You can specify NIMPUTE=0 to skip the imputation. In this case, only tables of model information, missing data patterns, descriptive statistics (SIMPLE option), and the MLE from the EM algorithm (EM statement) are displayed.

NOPRINT

suppresses the display of all output. Note that this option temporarily disables the Output Delivery System (ODS); see Chapter 20: Using the Output Delivery System, for more information.

OUT=SAS-data-set

creates an output SAS data set that contains imputation results. The data set includes an index variable, _Imputation_, to identify the imputation number. For each imputation, the data set contains all variables in the input data set with missing values being replaced by the imputed values. See the section Output Data Sets for a description of this data set.

ROUND=numbers

specifies the units to round variables in the imputation. If only one number is specified, that number is used for all continuous variables. If more than one number is specified, you must use a VAR statement, and the specified numbers must correspond to variables in the VAR statement. When the classification variables are listed in the VAR statement, their corresponding roundoff units are not used. The default number is a missing value, which indicates no rounding for imputed variables.

When specifying a roundoff unit for the first variable only, you must also specify a missing value after the roundoff unit. Otherwise, the roundoff unit is used for all variables. For example, the option "ROUND= 10  ." sets a roundoff unit of 10 for the first analysis variable only and no rounding for the remaining variables. The option "ROUND= . 10" sets a roundoff unit of 10 for the second analysis variable only and no rounding for other variables.

The ROUND= option sets the precision of imputed values. For example, with a roundoff unit of 0.001, each value is rounded to the nearest multiple of 0.001. That is, each value has three significant digits after the decimal point. See Example 75.3 for an illustration of this option.

SEED=number

specifies a positive integer to start the pseudo-random number generator. The default is a value generated from reading the time of day from the computer’s clock. However, in order to duplicate the results under identical situations, you must use the same value of the seed explicitly in subsequent runs of the MI procedure.

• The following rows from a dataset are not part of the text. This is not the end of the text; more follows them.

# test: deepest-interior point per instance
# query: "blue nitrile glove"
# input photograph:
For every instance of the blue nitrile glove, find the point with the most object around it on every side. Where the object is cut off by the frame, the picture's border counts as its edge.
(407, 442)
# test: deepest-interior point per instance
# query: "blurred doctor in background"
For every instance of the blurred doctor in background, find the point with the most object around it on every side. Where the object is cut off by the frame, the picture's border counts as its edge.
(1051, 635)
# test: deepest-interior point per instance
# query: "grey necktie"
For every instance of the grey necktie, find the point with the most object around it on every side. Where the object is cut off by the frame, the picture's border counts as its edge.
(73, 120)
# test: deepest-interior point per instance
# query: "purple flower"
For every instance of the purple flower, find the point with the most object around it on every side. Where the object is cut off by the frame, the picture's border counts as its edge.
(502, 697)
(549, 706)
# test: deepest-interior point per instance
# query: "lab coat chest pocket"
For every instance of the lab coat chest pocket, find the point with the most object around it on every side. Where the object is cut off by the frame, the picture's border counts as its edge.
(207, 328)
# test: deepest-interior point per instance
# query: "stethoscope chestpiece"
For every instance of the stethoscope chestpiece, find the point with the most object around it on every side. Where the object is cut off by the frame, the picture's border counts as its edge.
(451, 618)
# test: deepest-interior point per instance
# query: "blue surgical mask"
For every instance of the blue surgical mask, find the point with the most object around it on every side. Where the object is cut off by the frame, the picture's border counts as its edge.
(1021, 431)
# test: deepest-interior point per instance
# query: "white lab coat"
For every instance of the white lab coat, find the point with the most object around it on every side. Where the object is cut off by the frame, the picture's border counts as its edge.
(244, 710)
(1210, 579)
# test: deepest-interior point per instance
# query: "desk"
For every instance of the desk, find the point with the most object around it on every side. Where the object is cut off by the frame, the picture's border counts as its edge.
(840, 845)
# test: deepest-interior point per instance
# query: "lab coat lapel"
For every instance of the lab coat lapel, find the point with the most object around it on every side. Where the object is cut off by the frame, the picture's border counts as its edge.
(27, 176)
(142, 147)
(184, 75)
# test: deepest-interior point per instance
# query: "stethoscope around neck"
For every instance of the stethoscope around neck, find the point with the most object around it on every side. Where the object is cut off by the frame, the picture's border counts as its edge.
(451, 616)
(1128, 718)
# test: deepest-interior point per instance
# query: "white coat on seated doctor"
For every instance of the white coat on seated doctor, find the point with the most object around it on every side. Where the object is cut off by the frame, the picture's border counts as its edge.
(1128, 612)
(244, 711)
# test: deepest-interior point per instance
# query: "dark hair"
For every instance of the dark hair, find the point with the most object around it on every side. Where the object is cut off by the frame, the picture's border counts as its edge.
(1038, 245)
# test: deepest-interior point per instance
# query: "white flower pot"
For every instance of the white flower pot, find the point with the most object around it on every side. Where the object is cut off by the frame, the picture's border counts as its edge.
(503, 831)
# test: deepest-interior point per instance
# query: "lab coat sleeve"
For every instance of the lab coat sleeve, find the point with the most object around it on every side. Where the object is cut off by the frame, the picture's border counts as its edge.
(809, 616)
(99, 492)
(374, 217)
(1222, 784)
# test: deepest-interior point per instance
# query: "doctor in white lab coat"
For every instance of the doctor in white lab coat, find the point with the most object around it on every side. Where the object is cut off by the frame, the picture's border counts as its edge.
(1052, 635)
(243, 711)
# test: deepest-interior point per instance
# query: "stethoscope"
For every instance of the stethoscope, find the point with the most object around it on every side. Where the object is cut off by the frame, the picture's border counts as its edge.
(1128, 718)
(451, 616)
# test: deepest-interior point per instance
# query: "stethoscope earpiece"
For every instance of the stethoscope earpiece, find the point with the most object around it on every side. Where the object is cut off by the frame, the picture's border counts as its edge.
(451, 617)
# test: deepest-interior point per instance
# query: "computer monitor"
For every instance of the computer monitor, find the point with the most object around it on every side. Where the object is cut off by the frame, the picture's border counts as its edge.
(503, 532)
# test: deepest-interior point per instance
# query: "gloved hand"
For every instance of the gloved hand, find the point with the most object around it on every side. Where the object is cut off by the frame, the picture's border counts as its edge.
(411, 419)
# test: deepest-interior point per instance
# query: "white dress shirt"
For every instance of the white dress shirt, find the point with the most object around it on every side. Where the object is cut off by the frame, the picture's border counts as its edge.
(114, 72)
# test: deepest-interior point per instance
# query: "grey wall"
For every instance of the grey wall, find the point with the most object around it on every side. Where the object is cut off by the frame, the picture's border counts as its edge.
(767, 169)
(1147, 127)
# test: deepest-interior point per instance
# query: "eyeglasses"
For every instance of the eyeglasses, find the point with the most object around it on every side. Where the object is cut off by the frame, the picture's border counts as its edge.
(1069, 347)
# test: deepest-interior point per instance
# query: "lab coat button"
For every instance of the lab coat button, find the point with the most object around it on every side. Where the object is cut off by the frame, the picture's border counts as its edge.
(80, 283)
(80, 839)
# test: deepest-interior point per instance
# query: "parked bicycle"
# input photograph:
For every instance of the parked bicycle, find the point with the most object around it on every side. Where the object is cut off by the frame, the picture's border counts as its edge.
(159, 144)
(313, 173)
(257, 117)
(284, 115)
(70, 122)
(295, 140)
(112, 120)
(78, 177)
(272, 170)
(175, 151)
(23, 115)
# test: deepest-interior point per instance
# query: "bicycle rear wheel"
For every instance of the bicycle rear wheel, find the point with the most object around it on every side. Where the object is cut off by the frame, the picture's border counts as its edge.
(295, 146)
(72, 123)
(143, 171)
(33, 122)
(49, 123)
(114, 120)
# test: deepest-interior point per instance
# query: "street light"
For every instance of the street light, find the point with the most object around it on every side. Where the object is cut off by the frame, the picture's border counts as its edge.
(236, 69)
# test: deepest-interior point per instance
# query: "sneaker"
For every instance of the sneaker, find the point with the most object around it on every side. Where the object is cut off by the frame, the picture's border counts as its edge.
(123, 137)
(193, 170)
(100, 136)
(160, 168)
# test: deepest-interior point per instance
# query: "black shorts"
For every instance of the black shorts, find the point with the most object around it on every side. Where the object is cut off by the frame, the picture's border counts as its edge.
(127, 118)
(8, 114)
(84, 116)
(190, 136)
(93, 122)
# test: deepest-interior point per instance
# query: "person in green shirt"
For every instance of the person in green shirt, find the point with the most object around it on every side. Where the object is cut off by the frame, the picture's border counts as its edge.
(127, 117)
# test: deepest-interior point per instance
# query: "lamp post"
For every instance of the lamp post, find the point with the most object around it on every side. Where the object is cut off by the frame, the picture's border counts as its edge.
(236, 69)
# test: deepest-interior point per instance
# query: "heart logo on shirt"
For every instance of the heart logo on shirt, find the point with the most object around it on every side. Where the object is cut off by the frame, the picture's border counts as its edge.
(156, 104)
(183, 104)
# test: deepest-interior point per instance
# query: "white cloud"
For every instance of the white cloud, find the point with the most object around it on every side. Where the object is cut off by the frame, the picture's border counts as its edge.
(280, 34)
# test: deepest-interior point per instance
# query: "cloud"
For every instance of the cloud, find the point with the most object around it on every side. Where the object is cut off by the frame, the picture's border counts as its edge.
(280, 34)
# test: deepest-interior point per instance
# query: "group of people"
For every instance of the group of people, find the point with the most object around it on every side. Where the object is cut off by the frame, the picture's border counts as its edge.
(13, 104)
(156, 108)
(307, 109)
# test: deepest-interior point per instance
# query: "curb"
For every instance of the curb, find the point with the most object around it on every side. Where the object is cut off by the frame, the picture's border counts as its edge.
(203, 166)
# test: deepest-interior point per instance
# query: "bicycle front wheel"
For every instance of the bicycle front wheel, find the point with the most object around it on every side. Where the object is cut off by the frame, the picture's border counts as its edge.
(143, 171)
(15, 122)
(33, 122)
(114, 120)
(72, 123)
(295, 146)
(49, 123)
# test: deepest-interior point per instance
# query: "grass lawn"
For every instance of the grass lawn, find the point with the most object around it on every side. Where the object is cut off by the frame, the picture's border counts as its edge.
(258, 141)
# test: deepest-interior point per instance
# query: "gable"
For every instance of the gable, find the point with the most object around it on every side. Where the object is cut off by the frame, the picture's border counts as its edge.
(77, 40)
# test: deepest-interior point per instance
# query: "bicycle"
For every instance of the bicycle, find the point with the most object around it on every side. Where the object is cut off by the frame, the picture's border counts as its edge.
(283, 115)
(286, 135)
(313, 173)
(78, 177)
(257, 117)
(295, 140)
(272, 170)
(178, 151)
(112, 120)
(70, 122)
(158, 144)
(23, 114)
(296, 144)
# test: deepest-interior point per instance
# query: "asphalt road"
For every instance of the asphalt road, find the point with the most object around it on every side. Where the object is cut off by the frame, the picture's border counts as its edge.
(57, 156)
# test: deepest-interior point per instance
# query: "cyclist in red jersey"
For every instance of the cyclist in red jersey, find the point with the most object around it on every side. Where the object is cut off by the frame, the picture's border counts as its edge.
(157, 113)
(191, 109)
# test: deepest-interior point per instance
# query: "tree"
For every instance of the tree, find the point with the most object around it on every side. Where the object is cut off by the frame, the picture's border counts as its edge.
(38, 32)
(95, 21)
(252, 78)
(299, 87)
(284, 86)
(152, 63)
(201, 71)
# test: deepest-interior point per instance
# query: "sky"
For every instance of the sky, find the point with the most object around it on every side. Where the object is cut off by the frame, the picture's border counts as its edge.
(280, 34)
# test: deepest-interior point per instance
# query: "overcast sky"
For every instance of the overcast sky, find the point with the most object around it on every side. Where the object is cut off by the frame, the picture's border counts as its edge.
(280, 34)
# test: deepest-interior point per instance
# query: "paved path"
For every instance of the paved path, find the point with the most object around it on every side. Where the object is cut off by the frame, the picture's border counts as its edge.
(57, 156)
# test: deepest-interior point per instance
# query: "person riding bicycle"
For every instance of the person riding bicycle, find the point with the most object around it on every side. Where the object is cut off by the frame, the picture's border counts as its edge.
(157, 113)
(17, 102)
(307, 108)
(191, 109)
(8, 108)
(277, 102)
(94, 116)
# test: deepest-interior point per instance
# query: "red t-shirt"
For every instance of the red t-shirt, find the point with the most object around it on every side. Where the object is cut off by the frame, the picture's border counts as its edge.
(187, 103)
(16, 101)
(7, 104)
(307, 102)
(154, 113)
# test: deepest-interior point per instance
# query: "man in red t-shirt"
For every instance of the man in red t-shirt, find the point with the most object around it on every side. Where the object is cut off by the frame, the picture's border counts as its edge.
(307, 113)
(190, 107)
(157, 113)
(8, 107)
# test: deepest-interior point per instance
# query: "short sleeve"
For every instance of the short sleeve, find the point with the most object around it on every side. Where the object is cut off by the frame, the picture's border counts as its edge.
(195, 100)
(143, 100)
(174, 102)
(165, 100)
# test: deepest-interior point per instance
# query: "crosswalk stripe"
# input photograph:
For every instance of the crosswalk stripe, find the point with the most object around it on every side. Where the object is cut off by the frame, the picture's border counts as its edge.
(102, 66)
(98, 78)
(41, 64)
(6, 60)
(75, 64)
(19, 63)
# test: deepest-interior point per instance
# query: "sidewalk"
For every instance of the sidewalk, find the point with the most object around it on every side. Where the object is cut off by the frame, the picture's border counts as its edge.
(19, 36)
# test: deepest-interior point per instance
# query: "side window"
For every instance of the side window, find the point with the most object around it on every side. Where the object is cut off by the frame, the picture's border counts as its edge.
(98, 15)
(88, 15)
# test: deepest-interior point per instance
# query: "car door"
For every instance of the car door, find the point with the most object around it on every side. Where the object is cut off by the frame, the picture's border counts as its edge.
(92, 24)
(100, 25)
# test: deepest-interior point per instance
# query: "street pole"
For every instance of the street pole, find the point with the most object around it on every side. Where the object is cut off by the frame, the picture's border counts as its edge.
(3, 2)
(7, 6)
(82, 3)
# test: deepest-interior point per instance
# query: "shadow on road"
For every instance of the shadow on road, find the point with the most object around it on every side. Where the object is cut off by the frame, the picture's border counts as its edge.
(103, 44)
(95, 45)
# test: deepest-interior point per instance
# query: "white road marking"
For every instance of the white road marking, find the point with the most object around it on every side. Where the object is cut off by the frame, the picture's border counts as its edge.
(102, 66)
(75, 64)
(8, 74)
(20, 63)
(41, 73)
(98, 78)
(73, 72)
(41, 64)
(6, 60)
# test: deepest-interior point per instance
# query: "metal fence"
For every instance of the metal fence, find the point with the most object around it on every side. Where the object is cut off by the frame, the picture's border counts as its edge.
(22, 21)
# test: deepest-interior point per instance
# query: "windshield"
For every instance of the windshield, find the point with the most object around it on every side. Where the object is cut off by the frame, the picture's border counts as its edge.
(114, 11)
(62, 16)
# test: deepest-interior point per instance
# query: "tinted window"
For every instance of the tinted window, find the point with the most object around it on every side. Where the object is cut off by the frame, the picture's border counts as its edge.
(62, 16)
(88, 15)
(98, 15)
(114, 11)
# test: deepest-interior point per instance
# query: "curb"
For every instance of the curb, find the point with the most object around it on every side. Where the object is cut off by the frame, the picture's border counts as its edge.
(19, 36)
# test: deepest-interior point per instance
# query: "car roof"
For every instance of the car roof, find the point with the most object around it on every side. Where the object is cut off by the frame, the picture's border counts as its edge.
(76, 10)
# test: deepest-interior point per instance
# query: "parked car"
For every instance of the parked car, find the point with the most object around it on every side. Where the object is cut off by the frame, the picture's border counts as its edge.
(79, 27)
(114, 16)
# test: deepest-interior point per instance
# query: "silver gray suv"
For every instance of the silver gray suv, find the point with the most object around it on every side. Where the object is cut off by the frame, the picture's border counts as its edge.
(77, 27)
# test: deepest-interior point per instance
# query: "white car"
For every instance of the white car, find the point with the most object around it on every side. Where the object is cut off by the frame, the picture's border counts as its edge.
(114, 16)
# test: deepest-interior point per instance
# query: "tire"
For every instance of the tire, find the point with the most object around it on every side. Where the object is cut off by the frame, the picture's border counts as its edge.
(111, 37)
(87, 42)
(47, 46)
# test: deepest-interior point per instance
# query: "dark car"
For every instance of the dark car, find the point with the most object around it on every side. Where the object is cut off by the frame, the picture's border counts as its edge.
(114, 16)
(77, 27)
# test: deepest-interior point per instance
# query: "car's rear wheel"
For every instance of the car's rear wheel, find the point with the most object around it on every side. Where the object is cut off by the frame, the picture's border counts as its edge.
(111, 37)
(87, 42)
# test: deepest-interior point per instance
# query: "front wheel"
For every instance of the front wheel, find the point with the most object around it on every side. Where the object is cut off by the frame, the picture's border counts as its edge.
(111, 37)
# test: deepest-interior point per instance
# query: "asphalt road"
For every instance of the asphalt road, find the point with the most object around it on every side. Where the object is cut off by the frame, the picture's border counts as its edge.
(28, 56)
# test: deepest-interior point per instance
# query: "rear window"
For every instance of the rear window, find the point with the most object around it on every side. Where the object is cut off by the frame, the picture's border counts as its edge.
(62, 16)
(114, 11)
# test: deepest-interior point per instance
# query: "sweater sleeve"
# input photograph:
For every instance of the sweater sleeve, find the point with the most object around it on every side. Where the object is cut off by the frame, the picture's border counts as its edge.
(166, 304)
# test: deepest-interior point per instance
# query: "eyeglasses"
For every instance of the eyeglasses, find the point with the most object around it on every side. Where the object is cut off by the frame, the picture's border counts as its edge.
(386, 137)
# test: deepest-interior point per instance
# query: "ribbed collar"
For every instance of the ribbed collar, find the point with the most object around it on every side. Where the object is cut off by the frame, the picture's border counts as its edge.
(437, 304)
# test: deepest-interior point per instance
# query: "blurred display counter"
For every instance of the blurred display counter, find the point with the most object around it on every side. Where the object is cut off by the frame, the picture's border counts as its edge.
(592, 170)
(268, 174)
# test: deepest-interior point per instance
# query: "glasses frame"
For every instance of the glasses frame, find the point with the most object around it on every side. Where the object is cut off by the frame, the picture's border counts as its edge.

The seed information is displayed in the "Model Information" table so that the results can be reproduced by specifying this seed with the SEED= option. You need to specify the same seed number in the future to reproduce the results.

SIMPLE

displays simple descriptive univariate statistics and pairwise correlations from available cases. For a detailed description of these statistics, see the section Descriptive Statistics.

SINGULAR=p

specifies the criterion for determining the singularity of a covariance matrix based on standardized variables, where $0<p<1$. The default is SINGULAR=1E–8.

Suppose that $\mb{S}$ is a covariance matrix and v is the number of variables in $\mb{S}$. Based on the spectral decomposition $\mb{S}=\bGamma \bLambda \bGamma ^{\prime }$, where $\bLambda $ is a diagonal matrix of eigenvalues $\lambda _ j$, $j=1,\ldots $, v, where $\lambda _ i\ge \lambda _ j$ when $i<j$, and $\bGamma $ is a matrix with the corresponding orthonormal eigenvectors of $\mb{S}$ as columns, $\mb{S}$ is considered singular when an eigenvalue $\lambda _ j$ is less than $p \bar{\lambda }$, where the average $\bar{\lambda } = \sum _{k=1}^{v} \lambda _ k /{v}$.